In the days since the funeral, there have been lots of moments, big and small, where the pain of missing Miles stabs me. Every day, grief creeps in and reminds me that he is gone. Even happy times are tinged with loss and broken dreams.
The sadness I experience each day may be less dramatic than that scene at the grave site, but they are no less painful.
Just when I think I’ve built up some strength, grief strikes out of nowhere and rips away the scab that has kept me “OK.”
These invisible injuries occur constantly.
The scab opens when I see giggling kids in commercials for Children’s Hospital.
The scab opens when I stand in line at Walgreen's and find myself confronted by the blissful face of Drew Barrymore as she holds her newborn daughter on the cover of People.

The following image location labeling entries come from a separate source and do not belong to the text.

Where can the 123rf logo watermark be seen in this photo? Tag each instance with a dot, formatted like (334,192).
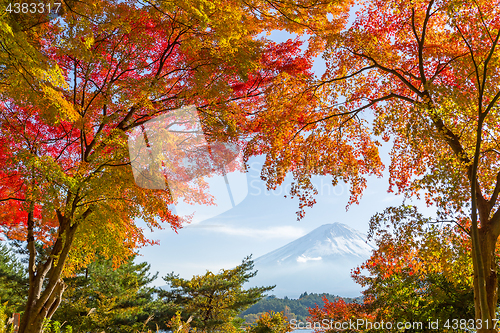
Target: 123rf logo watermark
(364,324)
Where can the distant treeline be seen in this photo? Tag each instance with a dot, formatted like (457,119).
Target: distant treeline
(293,308)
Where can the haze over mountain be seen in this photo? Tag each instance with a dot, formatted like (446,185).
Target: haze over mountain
(318,262)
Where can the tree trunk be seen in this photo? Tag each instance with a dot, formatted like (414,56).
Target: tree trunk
(487,244)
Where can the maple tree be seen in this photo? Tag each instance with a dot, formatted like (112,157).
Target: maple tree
(74,82)
(427,71)
(271,322)
(337,311)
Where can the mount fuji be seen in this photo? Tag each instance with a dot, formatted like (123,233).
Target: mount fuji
(319,262)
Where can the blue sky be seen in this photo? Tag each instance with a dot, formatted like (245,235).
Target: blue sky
(264,220)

The scab opens when I find myself glaring at a sweet pregnant woman at Target, wanting to shake her and tell her how lucky she is to still have a sense of innocence about babies.
The scab opens when a petulant actress on Orange is the New Black jokingly asks if her baby looks dead on the baby monitor.
The scab opens on holidays or at weddings, when no one mentions my son Miles and I’m reminded that my family will never be whole.
The scab opens when I see someone coo over a healthy baby. Or asks me to please step out of the way so they can coo at the baby.
The scab opens when I get coupons in the mail for formula or baby announcements.
The scab opens when a co-worker fails to acknowledge that I even had a baby, let alone that he died.
The scab opens when the cemetery staff takes down the decorations I had carefully selected and placed at my son’s grave after they promised otherwise.
The scab opens when I get invited to a baby shower.
The scab opens when I learn I was not invited to a baby shower.
The scab opens each day my Father decides not to call or stop by.
Most of these wounds leave me weeping in the bathroom stall or behind the steering wheel when I get a moment alone. Occasionally, they will hit me without warning when I’m in public, leaving me surprised and embarrassed. Other wounds are so small they get internalized bit by bit, only to resurface weeks later during a heated argument or a moment of stress…. Like being sick. Trying to cope with Reiter’s Syndrome certainly has not brought out the best in me.
Will I always deal with this pain? Probably. Will it become less intense? So I’m told.
Am I talking about grief or reactive arthritis?
It is true that everyone is going through something. Even that pregnant woman I silently yelled at in the store has problems. It is totally possible that she may be coping with a freighting diagnosis of her unborn child. I’ll never know.
In the end, we all have to keep moving forward. I just wish it didn’t hurt so damn much to put one foot in front of the other.
P.S. June did have some pretty bright spots involving some special dudes in my life:
-My little brother married the love of his life.
-We celebrated Owen's 2nd birthday.
-And we honored my husband and father-in-law for being the world's best dads.